Ahhh, it’s that time of the year again….

A few years ago, my husband and I arrived at the conclusion that as we hate receiving store brought junk for Purim, we should also stop giving it. Our Mishloah Manot became more focused on quality and less on quantity. After that, our Mishloah Manot was strawberry jam (home made), chocolate balls and chocolate chip cookies and that’s it.

This year, I wanted something the kids could help out with. Jam was out. Also, the strawberries are still very expensive and not really worth making into jam. So we decided on 3 types of home made cookies: Chocolate balls (traditional, made with my SIL and nephew) chocolate chip cookies (also traditional, my husband looks forward to this all year!) and granola bars.

My eldest stopped eating his strawberry yoghurt, preferring cheese based dairy instead; so I had 4 strawberry yoghurts that needed to be used up. So we added to our Mishloah Manot strawberry yoghurt muffins.

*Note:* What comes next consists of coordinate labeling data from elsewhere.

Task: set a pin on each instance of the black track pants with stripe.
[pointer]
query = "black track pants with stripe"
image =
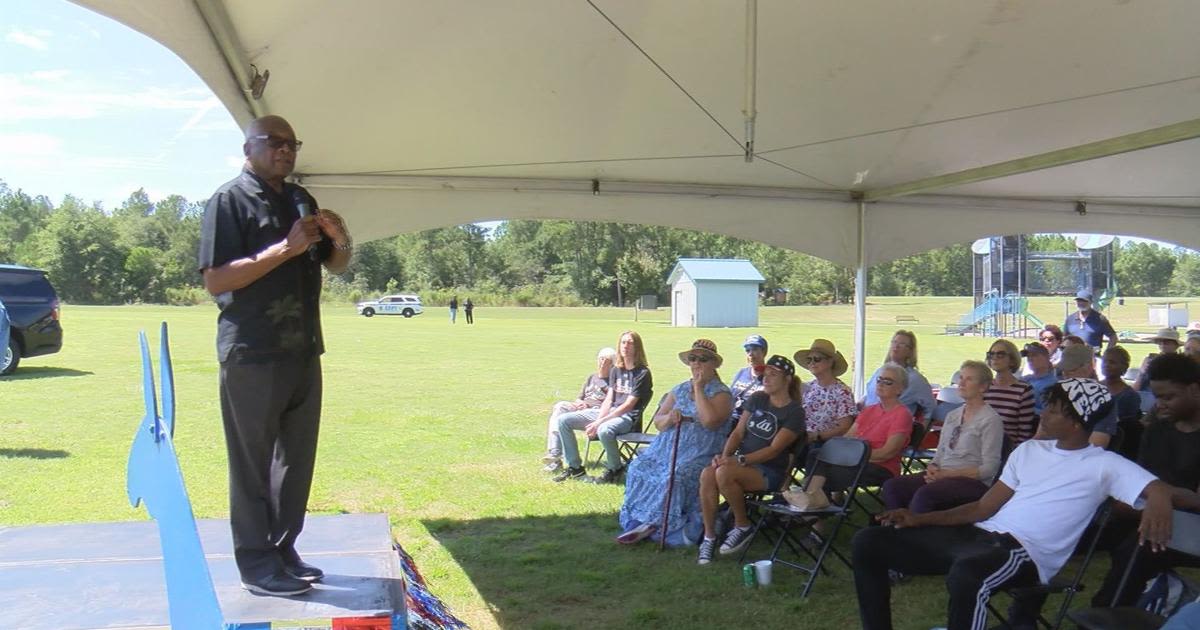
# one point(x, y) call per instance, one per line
point(975, 563)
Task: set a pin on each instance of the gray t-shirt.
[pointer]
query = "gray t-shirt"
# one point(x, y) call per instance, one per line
point(765, 424)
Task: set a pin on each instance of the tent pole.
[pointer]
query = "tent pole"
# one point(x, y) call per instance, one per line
point(861, 304)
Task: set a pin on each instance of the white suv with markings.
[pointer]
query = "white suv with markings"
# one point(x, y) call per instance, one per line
point(402, 305)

The result was wonderful, and my kids helped with the granola bars and the chocolate balls, and my husband and I made the rest (my husband loves helping to make chocolate chip cookies … though for some reason there are always less cookies than I expect, while my husband swallows quickly and tries to look innocent :))

Also, we bought boxes for the Mishloah Manot that our children decorated, and our children helped give the Mishloah Manot, so our kids really felt the holiday! especially the cookies they got everywhere because they looked so sweet in their costume…

Chocolate balls:
1/4 kilo Petit Buerre biscuits, crushed finely (I use a food processor)
50 gr margarine, melted
2 tbsp cocoa
1/2 cup sugar
water as needed (about 1 cup)
coconut flakes, for coating the balls
Small paper cups (size 1-2)

Mix everything but the water and coconut in a large bowl. Adding water a quarter cup at a time, mix until you can form a ball easily. Form balls, roll in coconut flakes. Place in paper cups. Refrigerate and eat!

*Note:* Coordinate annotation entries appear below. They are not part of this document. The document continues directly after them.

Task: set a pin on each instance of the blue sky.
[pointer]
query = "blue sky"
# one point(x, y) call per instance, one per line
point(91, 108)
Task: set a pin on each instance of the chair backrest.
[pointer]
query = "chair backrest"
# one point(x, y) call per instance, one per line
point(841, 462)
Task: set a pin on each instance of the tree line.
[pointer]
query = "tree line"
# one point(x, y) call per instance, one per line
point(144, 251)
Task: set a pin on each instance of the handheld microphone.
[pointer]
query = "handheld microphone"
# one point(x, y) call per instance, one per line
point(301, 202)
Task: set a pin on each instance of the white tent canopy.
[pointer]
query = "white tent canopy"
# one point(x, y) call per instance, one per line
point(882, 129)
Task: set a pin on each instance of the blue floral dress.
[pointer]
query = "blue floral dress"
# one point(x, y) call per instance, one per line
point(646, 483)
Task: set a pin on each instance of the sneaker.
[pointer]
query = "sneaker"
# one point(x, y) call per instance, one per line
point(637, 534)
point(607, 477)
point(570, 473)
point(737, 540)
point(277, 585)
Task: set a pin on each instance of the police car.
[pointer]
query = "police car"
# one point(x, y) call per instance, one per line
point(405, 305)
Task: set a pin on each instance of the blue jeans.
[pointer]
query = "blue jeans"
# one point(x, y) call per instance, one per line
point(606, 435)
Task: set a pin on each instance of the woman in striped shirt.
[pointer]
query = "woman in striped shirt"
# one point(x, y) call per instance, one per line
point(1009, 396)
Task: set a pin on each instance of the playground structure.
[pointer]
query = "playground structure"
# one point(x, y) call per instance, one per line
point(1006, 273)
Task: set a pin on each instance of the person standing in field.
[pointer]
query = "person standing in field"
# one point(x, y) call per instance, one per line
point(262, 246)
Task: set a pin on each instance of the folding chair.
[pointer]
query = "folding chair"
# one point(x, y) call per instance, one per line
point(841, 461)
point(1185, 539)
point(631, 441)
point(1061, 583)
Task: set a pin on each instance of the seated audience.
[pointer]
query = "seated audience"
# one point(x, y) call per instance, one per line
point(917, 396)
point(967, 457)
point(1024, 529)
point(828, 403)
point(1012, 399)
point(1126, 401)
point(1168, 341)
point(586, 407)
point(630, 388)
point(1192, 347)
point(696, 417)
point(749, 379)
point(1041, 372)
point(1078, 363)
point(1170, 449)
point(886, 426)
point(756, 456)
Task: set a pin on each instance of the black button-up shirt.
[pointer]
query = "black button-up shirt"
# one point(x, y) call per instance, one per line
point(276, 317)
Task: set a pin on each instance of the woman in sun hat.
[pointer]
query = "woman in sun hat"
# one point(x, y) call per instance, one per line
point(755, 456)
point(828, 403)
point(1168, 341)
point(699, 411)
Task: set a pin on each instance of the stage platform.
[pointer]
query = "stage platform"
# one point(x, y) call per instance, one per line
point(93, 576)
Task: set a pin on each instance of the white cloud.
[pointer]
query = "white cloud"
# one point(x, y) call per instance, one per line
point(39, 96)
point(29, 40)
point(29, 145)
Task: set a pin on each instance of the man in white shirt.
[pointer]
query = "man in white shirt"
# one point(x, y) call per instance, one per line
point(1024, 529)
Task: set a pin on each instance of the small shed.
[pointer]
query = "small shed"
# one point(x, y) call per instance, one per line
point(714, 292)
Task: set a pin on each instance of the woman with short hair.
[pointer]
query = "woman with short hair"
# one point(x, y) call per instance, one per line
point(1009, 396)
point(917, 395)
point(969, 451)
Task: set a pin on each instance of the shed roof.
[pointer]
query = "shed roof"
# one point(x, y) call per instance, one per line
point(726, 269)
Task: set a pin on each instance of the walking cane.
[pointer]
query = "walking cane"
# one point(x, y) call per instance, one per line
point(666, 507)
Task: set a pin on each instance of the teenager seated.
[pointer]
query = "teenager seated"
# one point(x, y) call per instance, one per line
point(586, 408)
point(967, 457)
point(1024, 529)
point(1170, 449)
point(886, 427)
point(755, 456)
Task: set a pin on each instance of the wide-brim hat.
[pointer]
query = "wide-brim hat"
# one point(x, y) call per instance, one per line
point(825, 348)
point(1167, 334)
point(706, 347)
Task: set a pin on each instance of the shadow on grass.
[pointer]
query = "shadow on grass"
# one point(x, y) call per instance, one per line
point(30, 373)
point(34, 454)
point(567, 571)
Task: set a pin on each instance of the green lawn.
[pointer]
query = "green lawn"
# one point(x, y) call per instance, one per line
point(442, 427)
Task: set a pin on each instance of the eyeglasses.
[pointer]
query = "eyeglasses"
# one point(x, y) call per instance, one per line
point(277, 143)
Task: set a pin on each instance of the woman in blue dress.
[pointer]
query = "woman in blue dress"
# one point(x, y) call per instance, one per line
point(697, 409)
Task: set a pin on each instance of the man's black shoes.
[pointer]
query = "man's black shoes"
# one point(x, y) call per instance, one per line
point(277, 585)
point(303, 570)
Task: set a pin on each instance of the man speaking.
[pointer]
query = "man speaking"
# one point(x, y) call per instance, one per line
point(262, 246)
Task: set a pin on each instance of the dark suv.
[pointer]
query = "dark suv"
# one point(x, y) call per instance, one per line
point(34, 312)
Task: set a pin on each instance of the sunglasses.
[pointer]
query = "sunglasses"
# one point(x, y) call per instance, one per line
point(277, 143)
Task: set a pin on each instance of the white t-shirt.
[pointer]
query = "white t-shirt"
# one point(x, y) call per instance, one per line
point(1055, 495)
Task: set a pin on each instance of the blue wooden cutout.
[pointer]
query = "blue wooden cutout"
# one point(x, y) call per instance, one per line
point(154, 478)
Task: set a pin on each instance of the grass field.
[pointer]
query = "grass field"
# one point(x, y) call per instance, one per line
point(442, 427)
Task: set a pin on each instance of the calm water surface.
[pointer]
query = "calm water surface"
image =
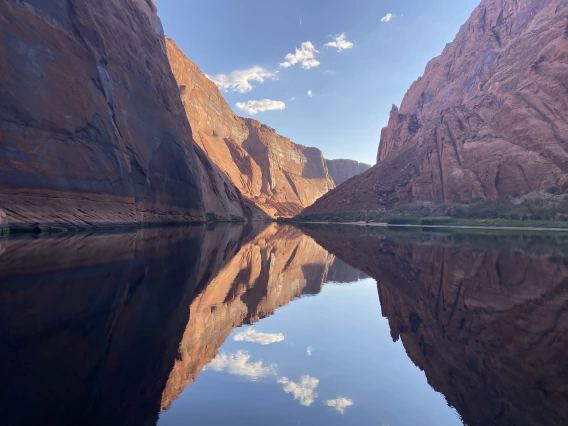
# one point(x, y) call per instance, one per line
point(273, 325)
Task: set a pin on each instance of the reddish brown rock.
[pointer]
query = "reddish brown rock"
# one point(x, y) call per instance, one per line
point(269, 170)
point(489, 118)
point(92, 128)
point(249, 288)
point(343, 170)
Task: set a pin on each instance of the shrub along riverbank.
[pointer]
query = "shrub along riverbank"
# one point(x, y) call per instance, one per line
point(531, 210)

We made together 1.5 Kg of biscuits!

Granola bars can be found here, I made 1.5 times the amount and to 2/3 added craisins and dried apple, and to the other 1/3 added only dried apple. The ones without the craisins were for my kids and me :).

Chocolate chip cookies:
Based on the recipe on the back of Oppenheimers chocolate chips:
150 gr margarine
2/3 cup white sugar
1/3 cup dark brown sugar (Note – this came out too sweet, I’ll try 1/3 cup white and 1/3 cup brown next time)
2 eggs
2 tsps vanilla
2 1/4 cups white flour
1 tsp baking soda
pinch salt
one bag (300 gr) Oppenheimer’s chocolate chips

Mix everything but the chocolate chips in a food processor. Transfer to mixing bowl and mix in chocolate chips (not easy, my husband does this. The batter is thick and hard to mix). Put teaspoonfuls on baking sheet, a few cm apart as they spread. Cook at 190° C for 5-8 minutes. Cookies are done when edges are brown but still soft in the middle, they will cool into melt-in-your-mouth cookies. Do not bake until it looks cooked! It will cool into dry hard cookies. We made twice the amount.

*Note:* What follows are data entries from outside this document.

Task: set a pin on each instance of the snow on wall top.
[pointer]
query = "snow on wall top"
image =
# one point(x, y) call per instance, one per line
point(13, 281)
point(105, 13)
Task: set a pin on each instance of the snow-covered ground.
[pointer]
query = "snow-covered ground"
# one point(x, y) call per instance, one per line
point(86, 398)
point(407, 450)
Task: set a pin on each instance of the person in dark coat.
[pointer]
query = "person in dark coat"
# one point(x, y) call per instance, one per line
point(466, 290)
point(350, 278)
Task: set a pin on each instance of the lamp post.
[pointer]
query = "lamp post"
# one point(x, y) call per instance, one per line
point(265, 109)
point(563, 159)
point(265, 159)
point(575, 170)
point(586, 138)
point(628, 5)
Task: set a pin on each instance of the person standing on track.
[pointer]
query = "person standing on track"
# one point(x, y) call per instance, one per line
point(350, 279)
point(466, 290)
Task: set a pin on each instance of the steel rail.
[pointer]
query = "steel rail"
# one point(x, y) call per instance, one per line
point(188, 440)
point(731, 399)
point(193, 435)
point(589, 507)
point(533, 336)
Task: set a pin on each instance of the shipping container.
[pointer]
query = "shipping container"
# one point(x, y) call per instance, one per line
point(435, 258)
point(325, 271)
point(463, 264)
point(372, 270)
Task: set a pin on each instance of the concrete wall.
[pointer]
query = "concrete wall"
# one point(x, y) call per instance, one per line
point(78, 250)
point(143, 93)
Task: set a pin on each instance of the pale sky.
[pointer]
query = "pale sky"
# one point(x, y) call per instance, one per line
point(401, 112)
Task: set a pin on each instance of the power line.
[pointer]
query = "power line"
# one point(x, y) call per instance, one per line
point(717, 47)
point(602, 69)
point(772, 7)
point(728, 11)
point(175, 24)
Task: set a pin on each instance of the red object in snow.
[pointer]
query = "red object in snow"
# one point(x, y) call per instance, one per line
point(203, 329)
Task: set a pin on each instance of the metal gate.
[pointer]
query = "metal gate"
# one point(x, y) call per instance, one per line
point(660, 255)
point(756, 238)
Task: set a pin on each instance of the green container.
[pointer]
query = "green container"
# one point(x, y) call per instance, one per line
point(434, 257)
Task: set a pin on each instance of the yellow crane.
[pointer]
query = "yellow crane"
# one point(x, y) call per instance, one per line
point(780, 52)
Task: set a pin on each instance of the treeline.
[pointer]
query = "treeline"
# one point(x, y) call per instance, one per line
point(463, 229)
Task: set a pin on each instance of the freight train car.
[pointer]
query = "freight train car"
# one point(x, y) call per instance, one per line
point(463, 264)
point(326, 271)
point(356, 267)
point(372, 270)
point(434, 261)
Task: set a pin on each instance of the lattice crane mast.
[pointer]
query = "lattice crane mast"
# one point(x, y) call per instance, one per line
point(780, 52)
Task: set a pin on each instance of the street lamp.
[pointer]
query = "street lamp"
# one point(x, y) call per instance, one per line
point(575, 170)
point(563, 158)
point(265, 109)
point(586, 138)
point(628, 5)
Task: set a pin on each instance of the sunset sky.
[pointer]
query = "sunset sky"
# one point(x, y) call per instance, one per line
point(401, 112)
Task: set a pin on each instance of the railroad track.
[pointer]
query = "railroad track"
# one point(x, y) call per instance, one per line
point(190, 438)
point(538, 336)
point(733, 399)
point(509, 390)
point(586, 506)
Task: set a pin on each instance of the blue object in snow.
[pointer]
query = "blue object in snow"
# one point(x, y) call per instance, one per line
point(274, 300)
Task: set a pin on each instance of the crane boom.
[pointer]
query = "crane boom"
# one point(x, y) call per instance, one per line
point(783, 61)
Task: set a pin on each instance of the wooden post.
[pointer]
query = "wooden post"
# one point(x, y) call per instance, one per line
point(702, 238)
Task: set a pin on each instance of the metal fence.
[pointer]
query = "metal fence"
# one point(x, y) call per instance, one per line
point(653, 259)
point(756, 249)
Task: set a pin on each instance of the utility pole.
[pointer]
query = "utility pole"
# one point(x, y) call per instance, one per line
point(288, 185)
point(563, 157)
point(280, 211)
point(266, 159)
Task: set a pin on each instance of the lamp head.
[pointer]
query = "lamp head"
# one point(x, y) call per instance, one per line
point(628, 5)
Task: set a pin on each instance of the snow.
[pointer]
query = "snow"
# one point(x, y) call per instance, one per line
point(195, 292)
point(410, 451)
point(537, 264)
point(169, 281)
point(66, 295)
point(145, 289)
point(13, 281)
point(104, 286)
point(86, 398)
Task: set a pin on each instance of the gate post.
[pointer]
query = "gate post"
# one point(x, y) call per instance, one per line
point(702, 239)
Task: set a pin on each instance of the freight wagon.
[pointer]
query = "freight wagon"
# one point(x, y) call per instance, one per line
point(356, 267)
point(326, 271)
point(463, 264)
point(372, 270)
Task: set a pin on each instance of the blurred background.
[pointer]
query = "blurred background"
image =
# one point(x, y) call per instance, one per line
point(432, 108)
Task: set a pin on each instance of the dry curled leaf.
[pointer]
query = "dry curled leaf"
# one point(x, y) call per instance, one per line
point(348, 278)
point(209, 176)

Lots and lots of chocolate chip cookies

Yogurt muffins: I used the recipe from hillbilly housewife, here. I quadrupled the recipe, and then discovered that one carton of yoghurt is NOT a cup, so I had to add two regular white yoghurts to the mix. The result was absolutely delicious and the kids loved it.

Strawberry Yoghurt Muffins

Happy Purim!

Just getting started!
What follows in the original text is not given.